New crew can expect to move from ship to ship for the first year of employment, working as deckhand or wiper as needed. New people act as relief crew until they have enough merit to move up the ranks. By switching between work as deckhand or wiper, you will gain valuable knowledge about the entire operation.
How many months a year will I have to work?
That’s something worked out between you and the Port Captain. Most A.B.s, deckhands, wipers, and cooks sail six to nine trips a year (144-216 days), with time off between trips that may last 28 days or up to three months. It largely depends on the person and their needs.
Will I have to work Christmas or in August?
If you are one of our newer crew members, count on working Christmas and August. We’ve all had to do it, and it’s part of working your way up.
QUESTIONS ABOUT LIVING CONDITIONS ABOARD THE BOAT
What’s the Wi-Fi situation on board?
We have Wi-Fi aboard all our vessels, even while at sea. We have stronger connections at our terminals in Seattle and Dutch Harbor. Streaming services will be slow, but other internet services are readily available.
What kind of a room will I get? Do I get my own bathroom?
Each person gets their own cabin. These small rooms have a bunk and a locker, and most cabins have desks. Many (but not all) have TVs that you can plug your device into, but there is no TV reception at sea. The “head” (restroom) is shared.
How is the food?
The food is generally very good. Seamen can be surprisingly picky about what they eat and very health conscious. That said, don’t count on a vegan option. Honestly, your biggest danger with the food on board is putting on weight because people like it so much!
QUESTIONS ABOUT WORKING CONDITIONS
Is the work hard?
Yes, the work is very hard. If you don’t like hard work, please apply somewhere else. Our mariners are at the top of their game. They get the job done using brains, skill, muscle, and a fierce work ethic. No whining, no excuses. If that doesn’t sound like you, you would not be a good fit for this job.
What is “handstacking”?
Handstacking is stacking cases of frozen fish in the hold by hand, a practice which we stopped in 2012. Since then, loading operations have been 100% palletized with forklifts. Our crew members do stack cases of fish on occasion to change pallet-load heights, but the work is nothing like “handstacking.”
How do I keep my job?
You will be observed for four voyages before we decide whether you have what it takes to stay with the fleet. Reasons for dismissal could include things like drug use, alcohol, laziness, bad attitude, and simply not being fast enough for the job.
How does the company treat its crew?
We look upon our mariners as the best of the best. Once you prove yourself to the fleet, we try to keep you happy, as best we can. We value a good work ethic and the tremendous skills our experienced people bring to the job, and we do our best to acknowledge that in both word and action.

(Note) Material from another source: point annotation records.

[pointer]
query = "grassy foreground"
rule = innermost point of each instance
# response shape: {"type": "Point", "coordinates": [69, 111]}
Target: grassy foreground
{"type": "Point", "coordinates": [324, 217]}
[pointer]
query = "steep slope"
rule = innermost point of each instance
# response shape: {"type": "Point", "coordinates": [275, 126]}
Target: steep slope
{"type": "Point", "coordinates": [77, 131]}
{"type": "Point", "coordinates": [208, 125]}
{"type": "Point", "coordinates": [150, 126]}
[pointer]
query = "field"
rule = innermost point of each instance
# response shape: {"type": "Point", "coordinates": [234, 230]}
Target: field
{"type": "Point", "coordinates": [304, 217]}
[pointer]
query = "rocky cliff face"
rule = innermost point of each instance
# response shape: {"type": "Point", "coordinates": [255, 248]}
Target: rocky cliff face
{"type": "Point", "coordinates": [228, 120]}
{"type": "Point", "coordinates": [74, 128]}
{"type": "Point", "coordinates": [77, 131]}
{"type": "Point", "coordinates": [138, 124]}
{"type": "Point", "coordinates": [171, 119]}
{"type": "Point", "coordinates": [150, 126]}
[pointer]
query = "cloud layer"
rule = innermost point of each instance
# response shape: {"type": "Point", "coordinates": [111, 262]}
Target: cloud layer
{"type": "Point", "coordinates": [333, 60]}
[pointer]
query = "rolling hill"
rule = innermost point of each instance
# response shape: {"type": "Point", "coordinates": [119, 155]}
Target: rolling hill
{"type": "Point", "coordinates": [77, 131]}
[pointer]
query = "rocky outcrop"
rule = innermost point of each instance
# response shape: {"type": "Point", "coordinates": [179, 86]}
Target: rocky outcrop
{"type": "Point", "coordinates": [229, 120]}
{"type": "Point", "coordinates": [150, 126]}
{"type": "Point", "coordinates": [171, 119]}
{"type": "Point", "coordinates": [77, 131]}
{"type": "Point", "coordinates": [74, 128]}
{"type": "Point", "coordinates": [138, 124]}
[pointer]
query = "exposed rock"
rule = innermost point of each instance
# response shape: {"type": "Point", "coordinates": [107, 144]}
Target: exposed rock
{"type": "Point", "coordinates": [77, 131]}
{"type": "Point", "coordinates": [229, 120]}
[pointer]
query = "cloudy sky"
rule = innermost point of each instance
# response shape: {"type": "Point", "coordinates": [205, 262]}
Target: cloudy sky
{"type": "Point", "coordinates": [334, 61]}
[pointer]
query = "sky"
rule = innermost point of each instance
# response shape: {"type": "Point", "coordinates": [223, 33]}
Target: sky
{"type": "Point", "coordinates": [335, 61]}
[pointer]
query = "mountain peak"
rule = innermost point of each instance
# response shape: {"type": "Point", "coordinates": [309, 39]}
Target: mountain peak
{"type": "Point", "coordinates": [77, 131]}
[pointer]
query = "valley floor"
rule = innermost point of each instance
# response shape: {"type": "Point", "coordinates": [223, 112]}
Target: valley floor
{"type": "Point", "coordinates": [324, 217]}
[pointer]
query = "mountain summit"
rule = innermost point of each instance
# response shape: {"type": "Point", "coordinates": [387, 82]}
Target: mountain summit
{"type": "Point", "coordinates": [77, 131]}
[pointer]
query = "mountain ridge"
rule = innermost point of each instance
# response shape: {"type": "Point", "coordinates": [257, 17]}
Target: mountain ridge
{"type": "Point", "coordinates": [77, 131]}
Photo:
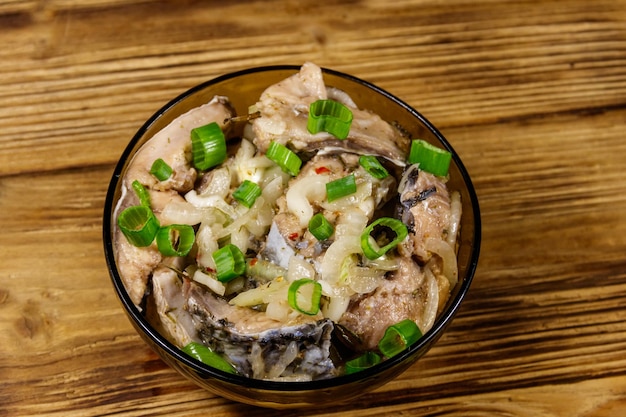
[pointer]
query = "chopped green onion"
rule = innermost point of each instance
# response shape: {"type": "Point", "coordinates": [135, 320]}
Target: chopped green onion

What type of person excels at this job?
Our most successful mariners are high-energy professionals with a need for constant physical movement, who work well as a crew.
How do I increase my pay?
We pay our mariners based on merit. We obviously reserve the highest pay for our most experienced longtime employees. We will not disrespect our skilled employees by paying unexperienced people the same amount as what our experienced people earn. To expect top pay, you need to become highly skilled in driving a forklift in a ship’s hold, operating yard-and-stay cargo gear, lashing down deck cargo, building “chain walls” quickly, etc.